Tim Peters tim.one@home.com
Thu, 14 Dec 2000 03:41:19 -0500


[Paul Prescod]
> I think Guido and I are pretty far apart on the scope and requirements
> of this online help thing so I'd like some clarification and opinions
> from the peanut gallery.
>
> Consider these scenarios
>
> a) Signature
> ...
> b) Usage hint
> ...
> c) Complete documentation, paged(man-style)
> ...
> d) Complete documentation in a user-chosen hypertext window
> ...

Guido's style guide has a lot to say about docstrings, suggesting that they
were intended to support two scenarios:  #a+#b together (the first line of a
multi-line docstring), and #c+#d together (the entire docstring).  In this
respect I think Guido was (consciously or not) aping elisp's conventions, up
to but not including the elisp convention for naming the arguments in the
first line of a docstring.  The elisp conventions were very successful
(simple, and useful in practice), so aping them is a good thing.

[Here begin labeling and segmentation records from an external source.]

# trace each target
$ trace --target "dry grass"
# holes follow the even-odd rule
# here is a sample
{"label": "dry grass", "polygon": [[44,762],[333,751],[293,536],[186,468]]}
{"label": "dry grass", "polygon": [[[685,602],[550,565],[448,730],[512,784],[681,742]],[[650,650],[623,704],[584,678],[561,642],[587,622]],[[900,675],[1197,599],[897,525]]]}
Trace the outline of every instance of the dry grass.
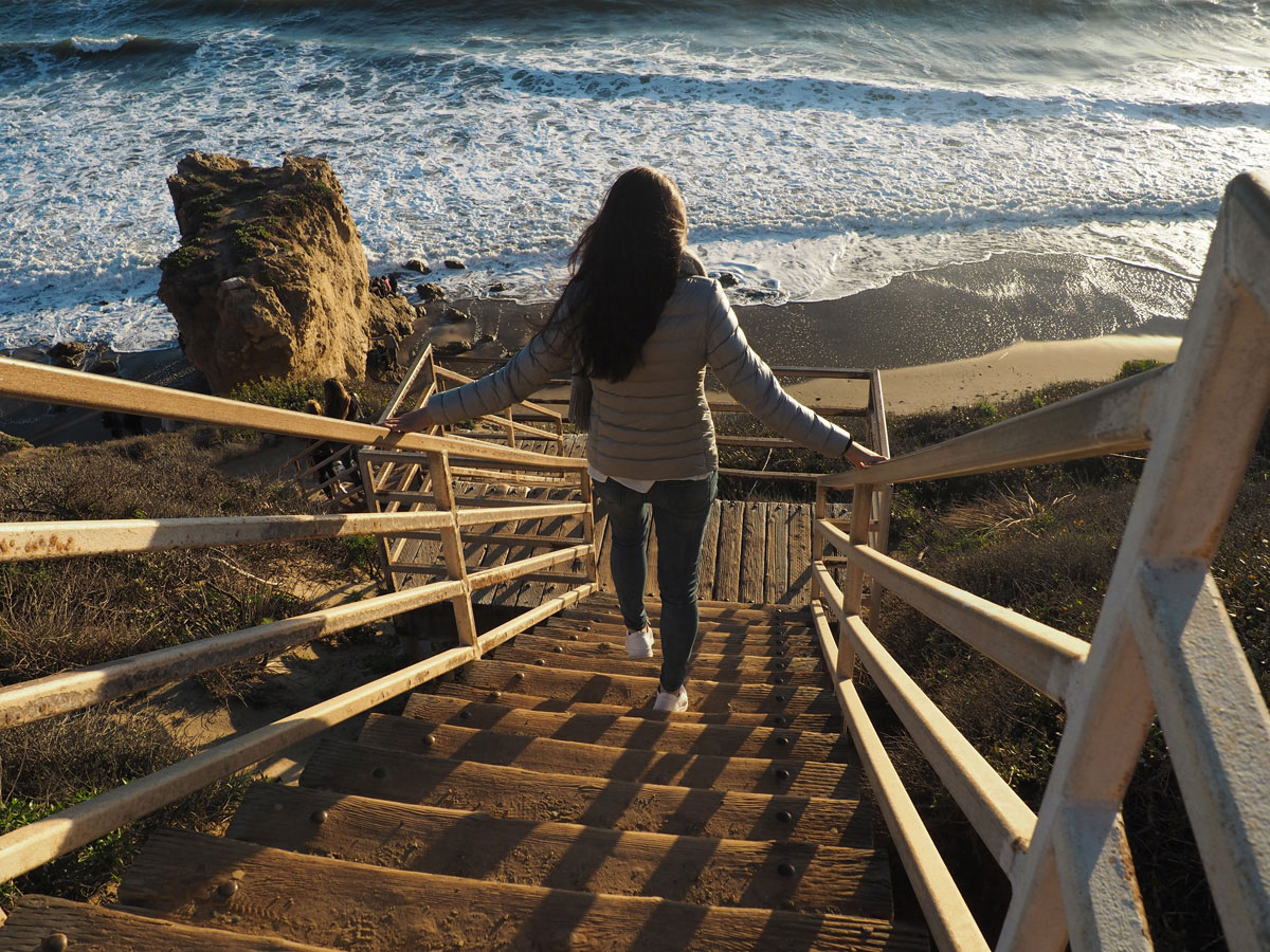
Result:
{"label": "dry grass", "polygon": [[[287,485],[227,476],[260,448],[212,429],[0,456],[0,520],[183,518],[304,512]],[[0,564],[0,683],[124,658],[297,614],[297,569],[328,588],[354,569],[345,542],[244,546]],[[316,588],[316,586],[315,586]],[[249,697],[262,663],[199,677],[206,696]],[[193,753],[138,704],[119,702],[0,732],[0,833]],[[222,824],[227,779],[20,877],[0,892],[108,897],[146,830]]]}
{"label": "dry grass", "polygon": [[[1071,387],[1012,406],[893,421],[900,451],[960,435],[1071,396]],[[979,419],[975,419],[975,418]],[[991,418],[991,419],[989,419]],[[1091,637],[1140,461],[1110,457],[898,489],[893,550],[923,571],[1062,631]],[[1270,696],[1270,425],[1240,493],[1213,574]],[[1064,726],[1063,711],[908,608],[884,598],[879,637],[1015,791],[1039,806]],[[861,679],[871,711],[989,941],[1010,887],[885,702]],[[1167,746],[1153,730],[1129,786],[1125,826],[1156,947],[1224,948]]]}

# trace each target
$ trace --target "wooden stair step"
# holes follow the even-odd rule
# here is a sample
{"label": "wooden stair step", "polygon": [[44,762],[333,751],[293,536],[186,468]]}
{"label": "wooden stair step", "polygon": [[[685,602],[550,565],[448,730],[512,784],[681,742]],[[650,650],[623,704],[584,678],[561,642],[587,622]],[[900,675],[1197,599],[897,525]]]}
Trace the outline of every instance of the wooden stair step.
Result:
{"label": "wooden stair step", "polygon": [[[518,649],[528,649],[532,651],[541,651],[546,655],[572,655],[575,658],[626,658],[626,642],[624,636],[613,637],[607,641],[573,641],[570,638],[554,637],[551,635],[536,635],[528,633],[517,635],[507,645]],[[658,646],[654,644],[654,652]],[[654,659],[657,656],[654,655]],[[784,670],[824,670],[824,661],[819,656],[804,656],[804,655],[767,655],[767,654],[753,654],[747,655],[737,651],[729,652],[710,652],[697,646],[696,654],[692,655],[692,663],[704,664],[718,664],[729,665],[737,668],[738,670],[754,671],[756,674],[762,674],[766,671],[784,671]]]}
{"label": "wooden stair step", "polygon": [[[436,682],[433,682],[436,684]],[[563,698],[541,697],[538,694],[519,694],[513,691],[490,691],[488,688],[475,688],[458,682],[442,682],[437,684],[437,694],[443,697],[456,697],[464,701],[484,701],[490,703],[519,707],[526,711],[554,711],[578,713],[603,713],[618,715],[622,717],[639,717],[645,721],[674,721],[676,724],[752,724],[767,725],[768,727],[791,727],[794,730],[817,731],[820,734],[841,734],[842,715],[839,713],[747,713],[743,711],[654,711],[649,702],[629,707],[625,704],[601,704],[574,702]]]}
{"label": "wooden stair step", "polygon": [[[66,944],[51,935],[66,937]],[[284,939],[235,935],[224,929],[183,925],[168,919],[53,896],[23,896],[0,928],[0,952],[330,952]]]}
{"label": "wooden stair step", "polygon": [[855,768],[795,759],[665,754],[658,750],[579,744],[549,737],[526,737],[497,730],[469,730],[411,717],[371,715],[358,741],[378,748],[521,767],[541,773],[608,777],[616,781],[662,783],[747,793],[859,798]]}
{"label": "wooden stair step", "polygon": [[[649,625],[653,628],[662,627],[662,619],[654,614],[649,616]],[[544,618],[536,626],[536,630],[545,631],[577,631],[585,632],[591,635],[625,635],[627,631],[626,625],[622,619],[612,618],[568,618],[563,614],[554,614],[550,618]],[[798,637],[810,637],[812,626],[803,625],[801,622],[791,623],[775,623],[768,625],[766,622],[711,622],[710,619],[698,619],[697,631],[701,637],[716,637],[716,638],[729,638],[729,637],[745,637],[751,641],[771,641],[775,638],[798,638]]]}
{"label": "wooden stair step", "polygon": [[456,727],[662,753],[857,763],[847,736],[780,727],[682,724],[674,720],[653,722],[643,717],[603,713],[526,711],[508,704],[423,693],[410,696],[403,715]]}
{"label": "wooden stair step", "polygon": [[[645,611],[652,617],[662,613],[662,603],[657,599],[648,599]],[[771,623],[803,622],[810,623],[812,613],[803,605],[770,605],[761,602],[719,602],[712,599],[698,599],[697,612],[706,621],[723,622],[754,622],[766,621]],[[608,593],[596,593],[577,605],[570,605],[561,612],[564,616],[596,616],[603,618],[621,619],[621,608],[617,604],[617,595]]]}
{"label": "wooden stair step", "polygon": [[[481,659],[456,673],[465,684],[488,691],[513,691],[569,701],[591,701],[606,704],[652,704],[657,694],[657,678],[629,674],[593,674],[560,671],[514,661]],[[749,711],[757,713],[796,713],[838,711],[838,702],[829,689],[787,685],[729,684],[725,682],[688,680],[688,707],[693,711]]]}
{"label": "wooden stair step", "polygon": [[[654,625],[655,630],[657,626]],[[626,626],[594,630],[564,625],[537,625],[533,633],[541,637],[558,637],[561,641],[578,644],[594,642],[613,645],[626,650]],[[697,650],[712,655],[744,655],[747,658],[819,658],[820,647],[810,631],[777,632],[763,635],[758,632],[702,632],[697,637]]]}
{"label": "wooden stair step", "polygon": [[258,783],[227,833],[277,849],[471,880],[697,905],[889,919],[874,850],[622,833]]}
{"label": "wooden stair step", "polygon": [[[224,895],[229,892],[229,895]],[[913,930],[865,916],[697,906],[475,882],[159,830],[119,899],[178,922],[362,952],[411,949],[900,949]]]}
{"label": "wooden stair step", "polygon": [[[569,671],[598,671],[601,674],[634,674],[644,678],[655,678],[662,668],[660,655],[654,652],[653,658],[631,660],[626,658],[625,649],[621,654],[613,651],[608,658],[592,655],[580,658],[578,655],[555,654],[537,651],[533,649],[521,649],[512,645],[498,647],[488,658],[499,661],[517,661],[519,664],[536,664],[544,668],[555,668]],[[805,688],[828,687],[829,678],[823,669],[815,668],[786,668],[771,671],[748,671],[732,663],[711,664],[700,658],[695,658],[688,666],[688,673],[695,680],[716,680],[740,684],[794,684]],[[801,660],[801,659],[800,659]],[[810,660],[810,659],[808,659]]]}
{"label": "wooden stair step", "polygon": [[305,764],[300,784],[403,803],[615,830],[721,839],[799,839],[827,847],[872,844],[870,810],[850,800],[550,776],[338,740],[318,745]]}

We've had stalemate ever since:  there isn't a single style of writing
docstrings in practice because no single docstring processor has been
blessed, while no docstring processor can gain momentum before being
blessed.  Every attempt to date has erred by trying to do too much, thus
attracting so much complaint that it can't ever become blessed.  The current
argument over PEP 233 appears more of the same.

The way to break the stalemate is to err on the side of simplicity:  just
cater to the two obvious (first-line vs whole-string) cases, and for
existing docstrings only.  HTML vs plain text is fluff.  Paging vs
non-paging is fluff.  Dumping to stdout vs displaying in a browser is fluff.
Jumping through hoops for functions and modules whose authors didn't bother
to write docstrings is fluff.  Etc.  People fight over fluff until it fills
the air and everyone chokes to death on it <0.9 wink>.

Something dirt simple can get blessed, and once *anything* is blessed, a
million docstrings will bloom.

[Guido]
> That'S What Some People Think.  I Disagree That It Would Be Either
> Feasible Or A Good Idea To Put All Documentation For A Typical Module
> In Its Doc Strings.

I'm with Paul on this one:  that's what module.__doc__ is for, IMO (Javadoc
is great, Eiffel's embedded doc tools are great, Perl POD is great, even
REBOL's interactive help is great).  All Java, Eiffel, Perl and REBOL have
in common that Python lacks is *a* blessed system, no matter how crude.

[back to Paul]
> ...
> No matter what we decide on the issue above, reusing the standard
> documentation is the only practical way of populating the help system
> in the short-term. Right now, today, there is a ton of documentation
> that exists only in LaTeX and HTML. Tons of modules have no docstrings.

Then write tools to automatically create docstrings from the LaTeX and HTML,
but *check in* the results (i.e., add the docstrings so created to the
codebase), and keep the help system simple.

> Keywords have no docstrings.

Neither do integers, but they're obvious too <wink>.